It’s a common scene: desperate parents coaxing an unruly child to cooperate with the promise of a treat or toy. Walk into any superstore, and you’re likely to witness a frazzled mom or dad negotiating for 10 minutes of tantrum-free shopping at the price of a 99-cent Hot Wheel or a cherry Dum Dum. At the time, the stakes don’t seem that high. But they’re higher than we realize.
Many parents feel caught in an endless cycle of child bribery. Although it comes with a stigma and a heaping side of parental guilt, the tactic is commonly used by frustrated moms and dads in times of duress.
Brad Schwall, Ph.D., a certified school counselor and creator of the Cool Kids curriculum, defines bribery as the desperate attempt to get a child to do something by promising a treat if the child does what you want. “Desperate” is the key word. Bribery is never preconceived; rather, bribery happens sporadically in moments of desperation. Parents often make empty threats, along with promises that never come to fruition. When bribery occurs, the focus is on that moment, not long-term goals. While standing in line at the grocery store checkout, a few M&M’s seems like a small price to pay to quiet a wailing child. But will the repercussions last beyond the sugar buzz?

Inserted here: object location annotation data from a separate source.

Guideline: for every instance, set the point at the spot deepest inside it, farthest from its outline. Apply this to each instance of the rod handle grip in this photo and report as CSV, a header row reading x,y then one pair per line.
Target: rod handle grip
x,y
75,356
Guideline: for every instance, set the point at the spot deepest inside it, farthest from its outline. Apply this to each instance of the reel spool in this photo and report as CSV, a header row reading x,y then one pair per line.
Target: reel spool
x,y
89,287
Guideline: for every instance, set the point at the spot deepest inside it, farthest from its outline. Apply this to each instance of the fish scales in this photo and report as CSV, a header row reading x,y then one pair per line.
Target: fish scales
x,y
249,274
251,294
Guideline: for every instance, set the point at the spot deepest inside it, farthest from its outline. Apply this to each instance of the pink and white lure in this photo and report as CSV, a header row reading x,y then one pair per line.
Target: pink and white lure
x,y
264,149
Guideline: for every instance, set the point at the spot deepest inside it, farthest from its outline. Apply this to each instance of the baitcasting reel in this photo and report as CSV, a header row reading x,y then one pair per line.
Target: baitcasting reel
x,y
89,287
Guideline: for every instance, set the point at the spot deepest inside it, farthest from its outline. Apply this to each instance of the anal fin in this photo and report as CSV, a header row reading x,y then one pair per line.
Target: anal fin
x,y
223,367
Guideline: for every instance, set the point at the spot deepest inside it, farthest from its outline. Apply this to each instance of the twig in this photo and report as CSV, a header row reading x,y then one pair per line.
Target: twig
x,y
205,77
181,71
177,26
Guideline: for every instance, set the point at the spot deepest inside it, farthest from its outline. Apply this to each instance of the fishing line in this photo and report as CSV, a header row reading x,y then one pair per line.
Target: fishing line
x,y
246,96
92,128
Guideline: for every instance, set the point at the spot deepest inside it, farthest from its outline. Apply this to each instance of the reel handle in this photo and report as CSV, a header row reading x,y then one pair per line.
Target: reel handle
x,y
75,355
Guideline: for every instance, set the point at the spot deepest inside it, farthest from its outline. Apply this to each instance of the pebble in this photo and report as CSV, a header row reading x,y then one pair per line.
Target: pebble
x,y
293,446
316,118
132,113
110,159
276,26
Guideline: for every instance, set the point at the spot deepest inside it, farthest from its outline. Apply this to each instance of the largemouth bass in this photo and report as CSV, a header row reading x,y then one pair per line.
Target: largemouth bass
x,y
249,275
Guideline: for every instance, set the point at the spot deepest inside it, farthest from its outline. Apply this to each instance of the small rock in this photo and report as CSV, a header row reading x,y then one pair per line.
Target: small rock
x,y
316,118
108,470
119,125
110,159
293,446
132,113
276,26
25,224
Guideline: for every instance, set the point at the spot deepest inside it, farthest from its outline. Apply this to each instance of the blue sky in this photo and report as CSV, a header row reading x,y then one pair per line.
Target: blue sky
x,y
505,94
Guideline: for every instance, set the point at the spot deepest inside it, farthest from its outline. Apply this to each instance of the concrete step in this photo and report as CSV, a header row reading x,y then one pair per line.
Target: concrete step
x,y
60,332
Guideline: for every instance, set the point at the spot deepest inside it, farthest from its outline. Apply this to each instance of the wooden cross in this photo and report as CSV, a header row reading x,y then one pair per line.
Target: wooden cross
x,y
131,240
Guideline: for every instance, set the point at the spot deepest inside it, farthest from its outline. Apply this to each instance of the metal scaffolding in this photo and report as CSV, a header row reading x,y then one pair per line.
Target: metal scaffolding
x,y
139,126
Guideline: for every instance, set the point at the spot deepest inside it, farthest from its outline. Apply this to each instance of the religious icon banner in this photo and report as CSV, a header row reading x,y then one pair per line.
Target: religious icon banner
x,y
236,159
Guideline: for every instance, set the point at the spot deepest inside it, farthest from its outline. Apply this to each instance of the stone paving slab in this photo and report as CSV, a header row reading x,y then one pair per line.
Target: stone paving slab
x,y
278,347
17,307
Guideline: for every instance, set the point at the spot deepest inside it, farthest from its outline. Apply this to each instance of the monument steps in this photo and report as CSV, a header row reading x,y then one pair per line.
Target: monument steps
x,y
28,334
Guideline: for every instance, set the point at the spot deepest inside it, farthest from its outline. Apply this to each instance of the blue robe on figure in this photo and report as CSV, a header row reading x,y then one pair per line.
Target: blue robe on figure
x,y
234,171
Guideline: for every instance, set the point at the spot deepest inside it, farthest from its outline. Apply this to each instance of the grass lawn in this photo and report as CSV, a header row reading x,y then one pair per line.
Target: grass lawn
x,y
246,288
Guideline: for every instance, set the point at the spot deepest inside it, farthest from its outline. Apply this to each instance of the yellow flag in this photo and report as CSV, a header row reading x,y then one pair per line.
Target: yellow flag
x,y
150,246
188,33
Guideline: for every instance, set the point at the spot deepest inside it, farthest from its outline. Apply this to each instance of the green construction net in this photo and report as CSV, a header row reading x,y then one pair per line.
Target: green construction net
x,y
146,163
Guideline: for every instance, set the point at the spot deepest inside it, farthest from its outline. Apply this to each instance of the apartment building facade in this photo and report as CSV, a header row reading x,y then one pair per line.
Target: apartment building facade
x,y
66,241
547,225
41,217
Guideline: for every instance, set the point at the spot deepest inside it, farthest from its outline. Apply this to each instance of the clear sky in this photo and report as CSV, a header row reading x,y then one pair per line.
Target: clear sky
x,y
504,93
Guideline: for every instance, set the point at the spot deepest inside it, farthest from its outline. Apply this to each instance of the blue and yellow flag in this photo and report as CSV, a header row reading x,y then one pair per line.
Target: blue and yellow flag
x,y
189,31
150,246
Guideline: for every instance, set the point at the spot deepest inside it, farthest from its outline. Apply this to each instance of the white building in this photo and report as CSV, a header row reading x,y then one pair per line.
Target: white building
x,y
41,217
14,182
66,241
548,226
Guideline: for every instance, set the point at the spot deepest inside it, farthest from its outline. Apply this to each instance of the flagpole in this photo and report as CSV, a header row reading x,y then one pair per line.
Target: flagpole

Schwall thinks so. Ultimately, bribery rewards negative behavior by teaching children to focus on material rewards instead of the intrinsic benefits associated with making good choices. It becomes all about the pay-off. “We want our children to learn self-discipline and to make positive choices even without the promise of a material reward,” he says.
Reinforced repeatedly, bribery conditions children to expect a reward for completing basic tasks such as brushing their teeth or taking a bath. When this happens, the child’s focus shifts from a desire to make positive choices for the benefit of himself and his relationships to doing whatever it takes to obtain the toy, treat or extra 10 minutes of TV time.
Although a bribe may successfully halt negative behavior in the moment, it does nothing to make the child feel good about himself. The expectations bribery cultivates also tend to grow with time. The piece of candy that once motivated little Johnny to sleep in his own bed translates into dollar bills for completing his homework once he reaches his teens – the ante is continually upped. Extensive use of bribery can also breed an attitude of entitlement, which may be carried well past the terrible twos into adulthood – not an attractive quality for a job-seeking adult.
Bribery vs. positive reinforcement
Sure, most parents would agree that doling out a piece of candy every time a child brushes his teeth is going overboard (not to mention counterproductive). But shouldn’t a child receive some sort of recognition for big accomplishments such as using the toilet three days in a row or earning straight A’s? Absolutely. Positive reinforcement can be a valuable tool when used appropriately. “There is nothing wrong with celebrating achievements,” Schwall says. “We want children to see that making good choices is positive. But be careful how it is done.”
The problem is that the line between bribery and positive reinforcement is sometimes fuzzy. Whereas bribery often occurs in times of distress, positive reinforcement requires forethought and planning. “When you clean your room three days in a row you can rent a movie” translates differently from “If you clean your room I will let you rent a movie.” The “when” and the “if” are key. “Bribes are short-term solutions and involve no consistent plan,” Schwall says. “Positive reinforcement includes a specific, long-term achievable goal for behavior. And the reward is directly linked to the desirable behavior.”
If the goal is getting dressed by a certain time for school each day, set a goal for three mornings in a row. When that goal is reached, allow a special trip for ice cream. Just make sure that goal is achievable and the reward is created with purpose and doled out intentionally. Talk to your child about why he’s receiving the special treat, putting an emphasis on the nonmaterial benefits of making smart choices. “Our focus needs to be on the natural positive consequences and the intrinsic value of following directions and making positive choices,” Schwall says.
Also, remember that the best reward you can give a child is your love and attention; strive to make this the positive reinforcement your kid craves. Rewards that come in the shape of hugs and kind words will be more beneficial to both of you in the long run. “Attention is something we always have on hand,” Schwall says, “and attention shows the child appreciation and respect as opposed to teaching that you get things when you do things right.”
Breaking the habit
For those caught in a cycle of bribery, the habit may seem like an impossible one to break. To start, parents should collectively agree on a plan of action. Consistency is key; it is crucial that parents act in harmony. Determine your expectations ahead of time and communicate these expectations to your children. In moments of temptation, when your child is screaming and the Hot Wheel is beckoning, check yourself. If you’re feeling flustered, anxious and desperate, you are on your way to committing child bribery.
Schwall stresses that discipline takes time and commitment. “So many times parents are just going moment to moment instead of thinking of discipline as a relationship,” he says. “When we get in trouble with empty threats and bribes, we aren’t being intentional enough in understanding that teaching our children is a process.”
Eventually, as better choices and good behavior become habit, slowly phase out traditional rewards. With time, your child will opt to make good choices because of how it makes him feel, not what it gets him. Your wallet – and your child’s dentist – will thank you.